We are testing create volume from image and attaching a volume to an
instance under the following networking error scenarios:

  - No errors
  - All paths have 10% incoming packets dropped
  - All paths have 20% incoming packets dropped
  - All paths have 100% incoming packets dropped
  - Half the paths have 20% incoming packets dropped
  - The other half of the paths have 20% incoming packets dropped
  - Half the paths have 100% incoming packets dropped
  - The other half of the paths have 100% incoming packets dropped

There are single execution versions as well as 10 consecutive operations
variants.

Since these are big changes I'm sure we would all feel a lot more
confident to merge them if storage vendors would run the new tests to
confirm that there are no issues with their backends.
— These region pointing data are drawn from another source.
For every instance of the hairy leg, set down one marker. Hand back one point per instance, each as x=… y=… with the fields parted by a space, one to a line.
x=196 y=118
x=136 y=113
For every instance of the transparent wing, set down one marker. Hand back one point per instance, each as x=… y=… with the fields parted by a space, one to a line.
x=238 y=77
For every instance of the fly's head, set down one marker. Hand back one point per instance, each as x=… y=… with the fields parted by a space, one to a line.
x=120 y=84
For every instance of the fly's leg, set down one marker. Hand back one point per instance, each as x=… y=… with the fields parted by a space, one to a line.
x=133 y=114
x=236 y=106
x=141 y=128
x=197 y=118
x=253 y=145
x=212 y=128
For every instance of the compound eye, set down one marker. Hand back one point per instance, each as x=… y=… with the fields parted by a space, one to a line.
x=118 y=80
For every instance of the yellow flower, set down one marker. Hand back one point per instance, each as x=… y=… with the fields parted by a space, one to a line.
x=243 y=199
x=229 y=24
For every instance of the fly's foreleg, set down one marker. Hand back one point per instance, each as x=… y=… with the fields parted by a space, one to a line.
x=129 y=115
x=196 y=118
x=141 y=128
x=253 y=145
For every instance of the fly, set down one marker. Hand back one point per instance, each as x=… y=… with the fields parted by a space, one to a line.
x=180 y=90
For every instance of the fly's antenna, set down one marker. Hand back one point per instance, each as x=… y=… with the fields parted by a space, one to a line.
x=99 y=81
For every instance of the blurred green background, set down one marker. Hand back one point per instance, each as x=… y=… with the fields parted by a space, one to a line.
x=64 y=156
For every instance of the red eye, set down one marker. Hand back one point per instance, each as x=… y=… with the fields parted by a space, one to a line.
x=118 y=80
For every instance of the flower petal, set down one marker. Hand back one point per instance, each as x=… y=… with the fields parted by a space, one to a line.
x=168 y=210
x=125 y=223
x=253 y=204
Unfortunately to fully test the solution you may need to build the
latest Open-iSCSI package and install it in the system, then you can
just use an all-in-one DevStack with a couple of changes in the local.conf:

enable_service tempest

CINDER_REPO=https://review.openstack.org/p/openstack/cinder
CINDER_BRANCH=refs/changes/45/469445/1

LIBS_FROM_GIT=os-brick

OS_BRICK_REPO=https://review.openstack.org/p/openstack/os-brick
OS_BRICK_BRANCH=refs/changes/94/455394/11

[[post-config|$CINDER_CONF]]
[multipath-backend]
use_multipath_for_image_xfer=true

[[post-config|$NOVA_CONF]]
[libvirt]
volume_use_multipath = True

[[post-config|$KEYSTONE_CONF]]
[token]
expiration = 14400

[[test-config|$TEMPEST_CONFIG]]
[volume-feature-enabled]
multipath = True
[volume]
build_interval = 10
multipath_type = $MULTIPATH_VOLUME_TYPE
backend_protocol_tcp_port = 3260
multipath_backend_addresses = $STORAGE_BACKEND_IP1,$STORAGE_BACKEND_IP2

Multinode configurations are also supported using SSH with use/password or
private key to introduce the errors or check that the systems didn't leave any
leftovers, the tests can also run a cleanup command between tests, etc., but
that's beyond the scope of this email.

Then you can run them all from /opt/stack/tempest with:

  $ cd /opt/stack/tempest
  $ OS_TEST_TIMEOUT=7200 ostestr -r 
cinder.tests.tempest.scenario.test_multipath.*

But I would recommend first running the simplest one without errors and
manually checking that the multipath is being created.

  $ ostestr -n 
cinder.tests.tempest.scenario.test_multipath.TestMultipath.test_create_volume_with_errors_1

Then doing the same with one with errors and verify the presence of the
filters in iptables and that the packet drop for those filters is non zero:

  $ ostestr -n 
cinder.tests.tempest.scenario.test_multipath.TestMultipath.test_create_volume_with_errors_2
  $ sudo iptables -nvL INPUT

Then doing the same with a